We agree with ProHealth’s contention that there is a material question of fact regarding “when ProHealth obtained full knowledge (or reasonably should have known) that HealthEOS was incapable of developing and delivering the required reporting.” 

¶26      Based on the record before us, it appears at a minimum as if ProHealth’s decisions to initially pay and to continue paying the monthly QMP fee to HealthEOS as required by the agreement may have been based, at least in part, upon ProHealth’s continued but mistaken belief that HealthEOS was close to having the capability to provide it with the reports.  Considering representations made by HealthEOS in the agreement and through communications by HealthEOS’s representatives to ProHealth personnel, that belief may have been reasonable, at least for some number of months or years.  Thus, a material factual dispute remains as to whether ProHealth made payments voluntarily or instead based upon mistake of fact.  Preclusion of ProHealth’s claims based on the voluntary payment doctrine is inappropriate at this time.  

            By the Court.—Judgment reversed and cause remanded.

            Not recommended for publication in the official reports.

 

 

 


 



[1]  The fee was approximately $33,000 under the 2003 contract.  The new fee was subject to annual review and adjustment, by mutual consent, based on business volumes and use of the CareEngine services. 

[2]  All references to the Wisconsin Statutes are to the 2011-12 version unless noted.

[3]  This court commends both counsel for their preparedness and excellent presentations.

[4]  ProHealth personnel testified during depositions that:  discussions with HealthEOS took place “throughout the term of the contract” about “when [ProHealth] would receive reports”; when renegotiating, in 2009, the monthly dollar amount ProHealth would pay, HealthEOS personnel again told ProHealth it “would be receiving reports”; and that ProHealth was “continually … led to believe that we were going to be getting more, that being at least the one report that we had received previously, plus a more robust reporting package.”  In response to the deposition question, “So it’s fair to say to the best of your knowledge ProHealth Care believed in good faith that the reports would eventually be developed and that they would come at some point in time, correct?” a HealthEOS representative responded, “I believe so.” 

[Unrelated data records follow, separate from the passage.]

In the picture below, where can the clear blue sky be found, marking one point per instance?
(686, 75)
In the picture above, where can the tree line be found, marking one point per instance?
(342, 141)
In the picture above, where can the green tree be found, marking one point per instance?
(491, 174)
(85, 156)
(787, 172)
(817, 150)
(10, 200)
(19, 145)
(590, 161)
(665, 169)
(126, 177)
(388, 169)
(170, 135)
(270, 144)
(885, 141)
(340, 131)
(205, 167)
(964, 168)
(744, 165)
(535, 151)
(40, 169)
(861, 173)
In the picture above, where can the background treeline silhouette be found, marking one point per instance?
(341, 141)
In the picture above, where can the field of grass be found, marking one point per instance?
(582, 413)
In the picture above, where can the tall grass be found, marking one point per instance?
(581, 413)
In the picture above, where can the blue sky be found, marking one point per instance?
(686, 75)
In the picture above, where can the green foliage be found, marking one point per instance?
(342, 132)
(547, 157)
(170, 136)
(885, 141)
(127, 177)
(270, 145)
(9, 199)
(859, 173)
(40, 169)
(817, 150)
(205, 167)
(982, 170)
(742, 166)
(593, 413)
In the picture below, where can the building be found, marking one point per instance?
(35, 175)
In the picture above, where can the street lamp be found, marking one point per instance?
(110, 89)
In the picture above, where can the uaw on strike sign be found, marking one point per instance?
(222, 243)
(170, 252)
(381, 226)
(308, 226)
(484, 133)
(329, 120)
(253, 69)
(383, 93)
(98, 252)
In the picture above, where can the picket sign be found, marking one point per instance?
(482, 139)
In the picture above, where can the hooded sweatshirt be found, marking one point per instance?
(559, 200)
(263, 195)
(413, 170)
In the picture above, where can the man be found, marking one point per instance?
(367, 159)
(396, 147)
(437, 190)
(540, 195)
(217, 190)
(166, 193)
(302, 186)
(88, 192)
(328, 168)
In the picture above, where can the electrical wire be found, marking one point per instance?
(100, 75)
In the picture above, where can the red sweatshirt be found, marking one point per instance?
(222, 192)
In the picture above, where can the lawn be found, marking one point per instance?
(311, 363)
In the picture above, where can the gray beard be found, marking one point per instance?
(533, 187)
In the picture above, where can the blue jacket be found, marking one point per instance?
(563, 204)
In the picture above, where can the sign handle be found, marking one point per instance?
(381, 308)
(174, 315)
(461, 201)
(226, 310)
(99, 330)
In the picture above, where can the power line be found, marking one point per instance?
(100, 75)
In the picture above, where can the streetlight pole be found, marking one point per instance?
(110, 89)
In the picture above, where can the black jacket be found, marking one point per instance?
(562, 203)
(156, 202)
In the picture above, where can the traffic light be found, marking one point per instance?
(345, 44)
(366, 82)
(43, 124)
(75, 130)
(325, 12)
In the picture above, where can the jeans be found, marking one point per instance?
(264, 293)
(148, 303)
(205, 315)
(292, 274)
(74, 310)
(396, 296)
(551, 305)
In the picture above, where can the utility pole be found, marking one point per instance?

An example of email correspondence cited to by ProHealth is a ProHealth email to HealthEOS in October 2007 asking, “Will you be sending the report soon?” with an email from HealthEOS to ProHealth three hours later stating, “I do apologize.…  I am moving in many different directions at one time.  I will request that these be run by someone else so that it isn’t sitting on my plate.  I will have them to you quickly.”

ProHealth’s chief financial officer averred that “a number of ProHealth’s representatives, including me, were told by [HealthEOS’s] representatives that [HealthEOS] would provide ProHealth with the … reporting required under the … Agreement … at various times during the years ProHealth was making its monthly … payments.”